I tried to call and got no answer, I dont want to bug them.


----------



## Magnum

Well I tried to take my boat out for the first time by myself yesterday. Things did not go as planned. I went out, fired up the motor made sure the batteries were charged before I left the house. I got the boat all packed up, hooked it up to my Suburban, and off I go. I just knew I was forgetting something though. I went to stop halfway down my old back road to try to figure out what I had forgotten when all of a sudden my brake pedal goes to the floor. First time I have ever actually had to use an E brake to stop. I got out and there was a puddle of brake fluid under the truck. This is the second time I have had a brake line burst in this truck.... Starting to wonder if someone is messing with me. 

So I turned around went back home unhooked the boat and pulled the truck in the back. I guess I have a project for saturday after work now.


----------



## Lugnut

Magnum said:
			
		

> Well I tried to take my boat out for the first time by myself yesterday. Things did not go as planned. I went out, fired up the motor made sure the batteries were charged before I left the house. I got the boat all packed up, hooked it up to my Suburban, and off I go. I just knew I was forgetting something though. I went to stop halfway down my old back road to try to figure out what I had forgotten when all of a sudden my brake pedal goes to the floor. First time I have ever actually had to use an E brake to stop. I got out and there was a puddle of brake fluid under the truck. This is the second time I have had a brake line burst in this truck.... Starting to wonder if someone is messing with me.
> 
> So I turned around went back home unhooked the boat and pulled the truck in the back. I guess I have a project for saturday after work now.




Hey good on ya for knowing what to do and getting it stopped safely! 

What kind of brake line did you use?

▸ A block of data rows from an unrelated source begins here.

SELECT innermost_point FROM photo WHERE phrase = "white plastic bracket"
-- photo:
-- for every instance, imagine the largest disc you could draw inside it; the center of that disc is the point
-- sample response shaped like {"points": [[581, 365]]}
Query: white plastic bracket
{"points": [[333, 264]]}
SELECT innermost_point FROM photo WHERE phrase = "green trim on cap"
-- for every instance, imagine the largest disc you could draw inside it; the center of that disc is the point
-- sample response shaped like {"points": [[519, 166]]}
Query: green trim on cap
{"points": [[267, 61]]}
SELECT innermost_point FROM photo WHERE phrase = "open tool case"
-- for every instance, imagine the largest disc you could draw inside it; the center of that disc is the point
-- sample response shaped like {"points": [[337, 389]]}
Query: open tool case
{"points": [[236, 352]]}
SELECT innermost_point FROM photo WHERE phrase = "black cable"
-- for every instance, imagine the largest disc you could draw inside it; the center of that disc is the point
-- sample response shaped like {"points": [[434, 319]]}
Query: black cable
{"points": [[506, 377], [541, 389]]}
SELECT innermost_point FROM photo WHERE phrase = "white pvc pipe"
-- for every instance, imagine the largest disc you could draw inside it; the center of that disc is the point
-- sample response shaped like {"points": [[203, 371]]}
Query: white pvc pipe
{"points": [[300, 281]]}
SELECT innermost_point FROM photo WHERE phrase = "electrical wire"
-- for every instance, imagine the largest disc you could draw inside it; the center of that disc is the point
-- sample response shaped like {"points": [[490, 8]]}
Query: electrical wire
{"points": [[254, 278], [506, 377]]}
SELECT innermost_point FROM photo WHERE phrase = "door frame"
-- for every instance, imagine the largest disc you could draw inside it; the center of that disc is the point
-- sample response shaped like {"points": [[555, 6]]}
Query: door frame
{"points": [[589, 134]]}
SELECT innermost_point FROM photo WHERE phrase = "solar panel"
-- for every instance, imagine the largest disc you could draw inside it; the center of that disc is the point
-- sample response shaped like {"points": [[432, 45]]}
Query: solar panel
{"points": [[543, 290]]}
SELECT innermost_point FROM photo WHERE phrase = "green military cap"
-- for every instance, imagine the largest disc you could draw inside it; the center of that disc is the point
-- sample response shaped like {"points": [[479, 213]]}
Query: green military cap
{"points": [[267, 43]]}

The stuff at haydens doesn't "feel" right when I bend it.  I buy brake line from NAPA. They carry seemless stainless steel line, already double flared.


----------



## Magnum

Lugnut said:
			
		

> Hey good on ya for knowing what to do and getting it stopped safely!
> 
> What kind of brake line did you use? The stuff at haydens doesn't "feel" right when I bend it.  I buy brake line from NAPA. They carry seemless stainless steel line, already double flared.


I only changed out half of the rear brake lines the first time. I had a weight proportioning distribution actuator, I just bypassed all that junk and ran new lines. I think they were aluminum. Now it's on my front brake, I didn't get under the truck to see if it's the ruber or steel line busted.


----------